Gem Chang-Kue recently completed a Master of Fine Arts program at Concordia University in Tiohtià:ke/Montréal, Québec, where the Kanien’kehá:ka Nation is recognized as the custodians of the lands and waters.
Photo: Francisco-Fernando
Granados
Francisco-Fernando Granados
Francisco-Fernando Granados was born in Guatemala and lives in Toronto, Dish With One Spoon Territory. Since 2005, his practice has traced his movement from convention refugee to critical citizen, enacting abstraction site-specifically and relationally to create projects that challenge the stability of practices of recognition. His work has developed from formal painterly training, working in performance through artist-run spaces, the study of queer and feminist theory, and early activism as a peer support worker with immigrant and refugee communities.
Poline Harbali
Originally from France and Syria, Poline Harbali has lived in Montreal for 8 years. Working mainly with archival material, she tells stories of love and intimate ties in a variety of forms and media.
Her work has been exhibited internationally and in Quebec, including at the Artist Centre VU (Quebec City), Stewart Hall Gallery (Pointe-Claire) and Livart (Montreal), but also at the Benaki Museum (Athens, Greece), the 104 Art Center (Paris, France) and the Mattatoio Contemporary Art Museum (Rome, Italy).
Photo: Clara Houeix
Laïla Mestari
Laïla Mestari is an artist born in Casablanca, Morocco and living in Montreal. Her work with textiles, drawing, video and print media explores notions of cultural/material hybridity and up/rerooting. She holds an MFA from the School of the Art Institute of Chicago (2023) where she was awarded the Joan Livingstone Merit Scholarship. Her work has been shown in numerous exhibitions locally and internationally and is part of the permanent collections of the Musée National des Beaux-arts du Québec (MNBAQ) and the Musée d'Art Contemporain de Montréal (MAC). In 2024, Mestari is a finalist for the Pierre-Ayot Award.
Photo: Mike Evariste
THE CURATOR
Photo: Justine Latour
Nicholas Dawson
Born in Chile and based in Tiohtià:ke / Montreal, Nicholas Dawson is a writer, editor, scholar and curator.
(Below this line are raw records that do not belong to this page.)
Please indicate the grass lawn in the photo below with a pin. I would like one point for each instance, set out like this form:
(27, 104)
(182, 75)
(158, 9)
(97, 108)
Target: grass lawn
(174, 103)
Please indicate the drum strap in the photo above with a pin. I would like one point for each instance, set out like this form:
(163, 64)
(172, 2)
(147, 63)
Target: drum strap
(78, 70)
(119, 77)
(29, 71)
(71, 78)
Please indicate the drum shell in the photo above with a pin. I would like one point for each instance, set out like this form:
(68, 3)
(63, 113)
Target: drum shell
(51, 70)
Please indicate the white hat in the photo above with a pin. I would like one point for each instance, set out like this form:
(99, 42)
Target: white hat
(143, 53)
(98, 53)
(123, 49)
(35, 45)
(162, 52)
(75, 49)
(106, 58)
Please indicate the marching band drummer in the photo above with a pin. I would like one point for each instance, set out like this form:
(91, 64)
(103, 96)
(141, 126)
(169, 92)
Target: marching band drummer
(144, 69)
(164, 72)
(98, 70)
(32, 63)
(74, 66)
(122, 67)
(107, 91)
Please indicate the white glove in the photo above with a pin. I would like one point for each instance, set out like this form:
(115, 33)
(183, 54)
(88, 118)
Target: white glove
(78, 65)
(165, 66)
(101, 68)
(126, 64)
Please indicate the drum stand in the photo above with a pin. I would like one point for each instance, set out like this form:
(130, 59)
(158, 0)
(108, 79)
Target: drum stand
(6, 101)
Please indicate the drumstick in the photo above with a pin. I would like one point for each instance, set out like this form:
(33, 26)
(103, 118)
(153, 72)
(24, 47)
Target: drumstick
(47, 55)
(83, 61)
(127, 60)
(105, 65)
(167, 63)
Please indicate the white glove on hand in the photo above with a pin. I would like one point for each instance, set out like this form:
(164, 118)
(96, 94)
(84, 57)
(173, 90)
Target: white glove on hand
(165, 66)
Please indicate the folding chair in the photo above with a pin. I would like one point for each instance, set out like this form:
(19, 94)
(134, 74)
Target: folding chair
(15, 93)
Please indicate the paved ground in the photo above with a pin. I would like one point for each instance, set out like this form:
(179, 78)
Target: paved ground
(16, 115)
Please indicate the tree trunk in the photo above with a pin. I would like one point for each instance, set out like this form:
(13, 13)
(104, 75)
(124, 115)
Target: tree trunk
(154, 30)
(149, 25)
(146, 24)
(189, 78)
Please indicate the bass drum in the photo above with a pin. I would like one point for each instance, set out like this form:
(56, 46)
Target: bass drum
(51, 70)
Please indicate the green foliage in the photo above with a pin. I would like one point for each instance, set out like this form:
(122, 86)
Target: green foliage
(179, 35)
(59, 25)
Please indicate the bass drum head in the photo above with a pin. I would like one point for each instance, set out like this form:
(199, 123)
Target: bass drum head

He is the author of several award-winning books in various genres. He holds a master's degree in literature and a PhD in arts studies and practices (UQAM) and specializes in queer, diasporic and affect studies, as well as in self-narratives and research-creation. He has been director of Éditions Triptyque since 2021.
Phorie
Phorie seeks to intersect research-creation with curatorial thinking in an undisciplined practice where art and theory intertwine with experiences, narratives, and fictions. Beyond exhibition space, the collective fosters encounters between artworks, people, and ideas around contemporary political concerns. Initiated by Félix Chartré-Lefebvre and Benoit Jodoin in 2021, Phorie welcomes individuals interested in joining its projects, allowing other subjectivities to shape its research directions.